I have come across the question below in a sample exam paper. The subject is Computer Graphics. I do not know how to "Draw the basis vector for the x and y axis", and I'm not so sure about deducing the 3 × 3 homogeneous coordinate matrix M either. I know what a basis vector is in Linear Algebra.. and I am thinking perhaps, that before the transformation(the first cup), the basis for x = (1,0) and y = (0, 1) (These should be column vectors), such that you just have a basis for R2, but I don't know how that could change after the transformation.. I also know what a homogeneous coordinate matrix is.. a matrix where the vectors have been augmented I believe. I can probably figure this part out if I am clear on the first part with the basis vectors. Could anyone help me to understand this? (The word 'Draw' has thrown me a bit too.. I guess I'm to draw these vectors?) Could anyone help me to understand this?
When you’re working with homogeneous coordinates, you’re really working in a projective rather than a Euclidean space, but it’s convenient to pretend that you’re working in the next-higher dimension Euclidean space instead. You can identify lines through the origin in this space with points in the original projective space, creating an isomorphism between the two. More importantly for the present purpose, affine transformations of the real projective plane correspond to linear transformations of $\mathbb R^3$, which allows you to represent them as matrices. In particular, the affine transformation $A_{2\times2}\mathbf p+\mathbf t$ is represented by the matrix $$M = \left[\begin{array}{c|c}A_{2\times2}&\mathbf t\\ \hline \mathbf 0^T&1\end{array}\right].$$ (If the first two columns have non-zero elements at the bottom, this matrix represents a projective transformation of the plane instead.) This is a homogeneous matrix: it can be scaled by any non-zero amount without changing the transformation it represents because we can scale the homogeneous coordinates of a point in the same way.
Recall from linear algebra that the columns of a transformation matrix are the images of the basis vectors. Thus, the columns of $A_{2\times2}$ are the images of the standard basis vectors in the plane. You can determine these by comparing horizontal and vertical line segments in the original image with their counterparts in the transformed image. Once you have those, all you need is the translation $\mathbf t$. An easy way to find this is to apply $A_{2\times2}$ to some vertex in the original image and compare the result to the corresponding vertex in the final image. In this case, the original image includes the coordinate origin, so you can compute the translation directly, without applying the linear part of the transformation.

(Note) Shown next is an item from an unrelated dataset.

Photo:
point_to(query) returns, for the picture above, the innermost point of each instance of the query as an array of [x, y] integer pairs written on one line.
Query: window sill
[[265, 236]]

Alternatively, you can apply brute force to compute $M$: Pick three noncolinear points $\mathbf p_1$, $\mathbf p_2$ and $\mathbf p_3$ in the original image and find their counterparts $\mathbf q_1$, $\mathbf q_2$ and $\mathbf q_3$ in the transformed image. Using their homogeneous coordinates, $$M = \begin{bmatrix}\mathbf q_1 & \mathbf q_2 & \mathbf q_3\end{bmatrix}\begin{bmatrix}\mathbf p_1 & \mathbf p_2 & \mathbf p_3\end{bmatrix}^{-1}.$$ Since the $\mathbf p$’s are noncolinear, their homogeneous coordinate vectors will be linearly independent, so the matrix on the right is invertible.